Il pilota giappo-brasiliano di Nakajima Racing è rimasto invischiato nel gruppo dei piloti di vertice, perdendo poi il controllo della vettura in uscita dalla prima curva dopo aver messo le ruote sul cordolo bagnato dalla pioggia, nel momento in cui l’intensità ha raggiunto il massimo livello durante la corsa; per Fraga non c’è stato nulla da fare, con la proprio monoposto intraversatasi appena ha aperto il gas per poi impattare contro il muro al lato opposto della pista.
“Subito dopo l’ingresso della Safety Car, la pioggia ha iniziato ad aumentare leggermente poco prima della ripartenza e ho potuto vedere le gomme dei piloti davanti che riflettevano un po’ l’acqua perché la pista era già un po’ bagnata” inizia Fraga ai microfoni di p300.it dopo la gara. “Sapevo che le condizioni non erano ideali, il grip era molto basso. Credo che subito dopo la ripartenza sono riuscito a guadagnare una posizione, il mio grip era più o meno buono. Ma uscendo dalla curva due, credo di essere stato molto vicino alla macchina davanti (Iwasa, ndr.), ho avuto un piccolo momento di incertezza e non sono riuscito a correggere la perdita di aderenza, finendo contro il muro”.
Prima della prima Safety Car dovuta all’incidente di Seita Nonaka, e inevitabilmente anche della pioggia, la gara di Fraga si poteva considerare positiva con il ritmo per poter ottenere un buon risultato, anche per aspirare ad una potenziale Top5. Di questo anche lui ne è consapevole: “Il mio ritmo era buono, ma era difficile superare quelli davanti perché non appena entravo in contatto con l’aria sporca di chi mi precedeva la mie gomme assumevano pessime condizioni. Quindi, avevo bisogno dell’aria pulita per fare giri migliori. Credo, tuttavia, che molti dei piloti intorno a me stessero guidando a un ritmo più lento. Penso che in termini di ritmo puro, non sia andata poi così male. Dobbiamo capire come migliorare un po’ con la gestione delle gomme anteriori, ma in termini di ritmo in sé non è andata poi così male”.
Un momento saliente della gara di Fraga è stato l’acceso duello ad inizio gara con Toshiki Oyu per la sesta posizione, con i due arrivati a contatto sul rettilineo d’arrivo mentre erano appaiati. Su questo episodio, Fraga è molto diretto: “Con Oyu stavo seguendo una linea retta e poi c’è stato un piccolo contatto. Non è la prima volta che succede, stavo guidando dritto e lui mi è venuto incontro. Vedremo come andrà nelle prossime gare”.
Successivamente Fraga ha duellato anche con Yuto Nomura, col quale però ha vissuto una situazione decisamente diffferente: “Per quanto riguarda la bagarre con Yuto, penso che lui avesse un ottimo passo; ho provato a difendermi un po’, ma poi, all’ingresso della curva uno, mi sono reso conto che aveva un ritmo molto più veloce e non potevo fare molto per difendermi. Quindi ho cercato di non lasciarlo passare, ma non gli ho reso la vita troppo difficile perché non aveva molto senso cercare di difendersi come fosse l’ultimo giro”.

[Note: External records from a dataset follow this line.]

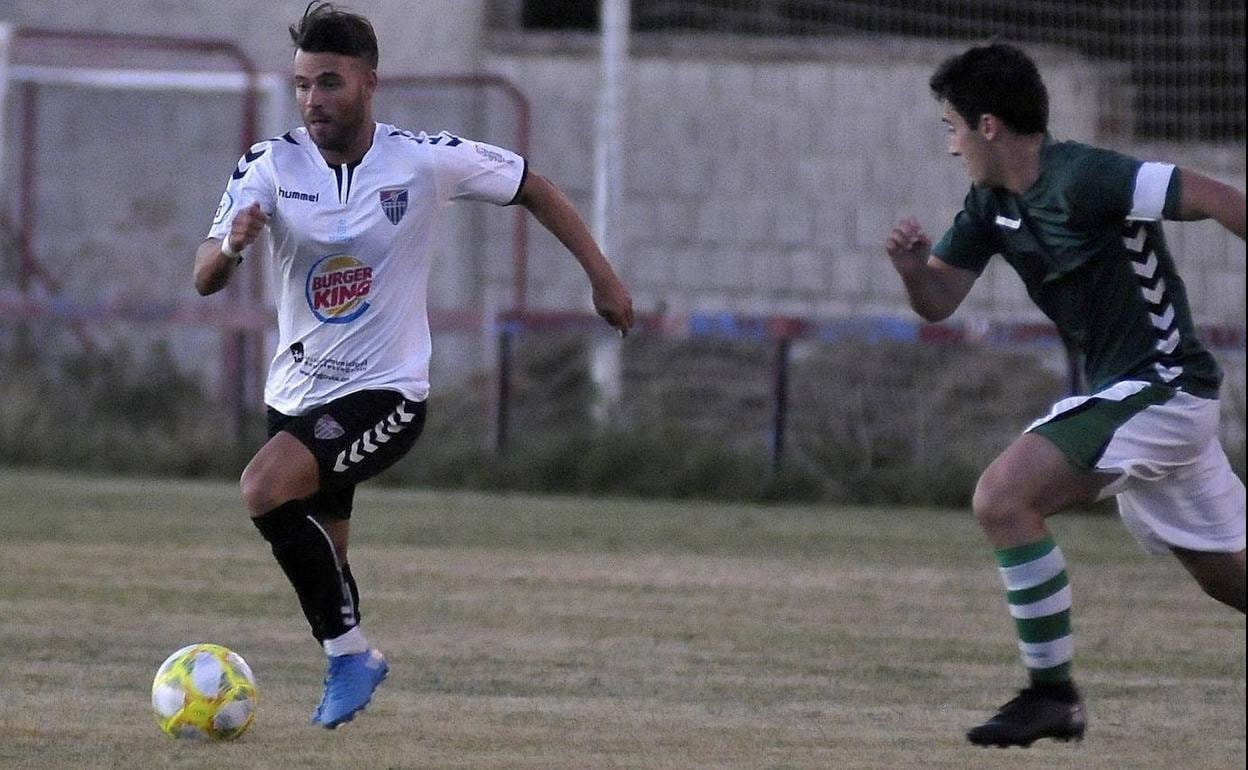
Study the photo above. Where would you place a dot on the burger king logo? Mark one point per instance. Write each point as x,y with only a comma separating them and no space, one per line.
337,288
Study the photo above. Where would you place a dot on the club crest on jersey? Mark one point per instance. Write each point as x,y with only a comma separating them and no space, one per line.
222,207
393,204
337,288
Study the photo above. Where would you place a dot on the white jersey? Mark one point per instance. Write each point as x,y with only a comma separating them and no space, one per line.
350,250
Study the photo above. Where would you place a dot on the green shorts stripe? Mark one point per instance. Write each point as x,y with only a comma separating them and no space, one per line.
1083,432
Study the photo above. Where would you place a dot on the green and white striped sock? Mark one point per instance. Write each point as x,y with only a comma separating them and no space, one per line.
1040,602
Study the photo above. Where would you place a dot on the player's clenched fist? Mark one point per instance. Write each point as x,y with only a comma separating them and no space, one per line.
907,245
613,302
245,229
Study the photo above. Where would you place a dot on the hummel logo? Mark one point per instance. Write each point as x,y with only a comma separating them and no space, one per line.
298,196
393,424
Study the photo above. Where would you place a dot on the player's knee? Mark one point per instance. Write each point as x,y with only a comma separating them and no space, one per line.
994,507
258,496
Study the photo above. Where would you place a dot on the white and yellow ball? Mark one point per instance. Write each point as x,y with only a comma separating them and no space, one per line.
204,692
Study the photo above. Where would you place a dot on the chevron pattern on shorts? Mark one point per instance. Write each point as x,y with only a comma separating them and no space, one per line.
394,423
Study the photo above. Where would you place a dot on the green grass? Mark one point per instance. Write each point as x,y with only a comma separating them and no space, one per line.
539,632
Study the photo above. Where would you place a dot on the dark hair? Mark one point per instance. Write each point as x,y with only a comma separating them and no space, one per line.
997,80
326,29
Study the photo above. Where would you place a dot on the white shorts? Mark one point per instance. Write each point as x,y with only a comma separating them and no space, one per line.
1173,482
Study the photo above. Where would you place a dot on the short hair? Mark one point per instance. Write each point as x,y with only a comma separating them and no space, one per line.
996,79
326,29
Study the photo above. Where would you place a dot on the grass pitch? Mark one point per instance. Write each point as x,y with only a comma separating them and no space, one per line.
563,633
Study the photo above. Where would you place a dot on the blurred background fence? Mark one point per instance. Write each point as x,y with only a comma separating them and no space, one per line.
768,147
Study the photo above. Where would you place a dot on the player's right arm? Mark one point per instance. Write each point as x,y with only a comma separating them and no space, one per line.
1206,199
212,263
238,221
935,287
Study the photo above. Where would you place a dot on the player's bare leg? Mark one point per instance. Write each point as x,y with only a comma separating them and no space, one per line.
1028,482
1219,574
282,471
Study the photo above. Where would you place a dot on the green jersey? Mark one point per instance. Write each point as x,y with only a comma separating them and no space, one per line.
1087,242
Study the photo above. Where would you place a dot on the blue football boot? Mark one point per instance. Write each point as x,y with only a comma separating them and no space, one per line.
348,687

Dopo questo triste epilogo tocca ora resettare e ripresentarsi al meglio domani, con il giappo-brasiliano che non perde la fiducia.
“Penso che dobbiamo cercare di ripartire da quello che è successo oggi”, commenta Fraga. “I meccanici stanno cercando di riparare la macchina e tutto il resto. Credo che i danni siano un po’ meno gravi di quanto sembri, quindi penso che domani andrà tutto bene. Cercherò di adattare la macchina un po’ meglio, un po’ meglio in vista delle qualifiche e delle diverse condizioni. Nelle prove libere del venerdì, proprio alla fine, siamo riusciti a mettere la macchina in una buona finestra di assetto, ma poi in qualifica, quando il meteo è cambiato un po’, con vento diverso, condizioni meteorologiche diverse e temperature più basse, non siamo riusciti ad adattarci bene. Spero che domani riusciremo ad adattarci meglio da questo punto di vista”.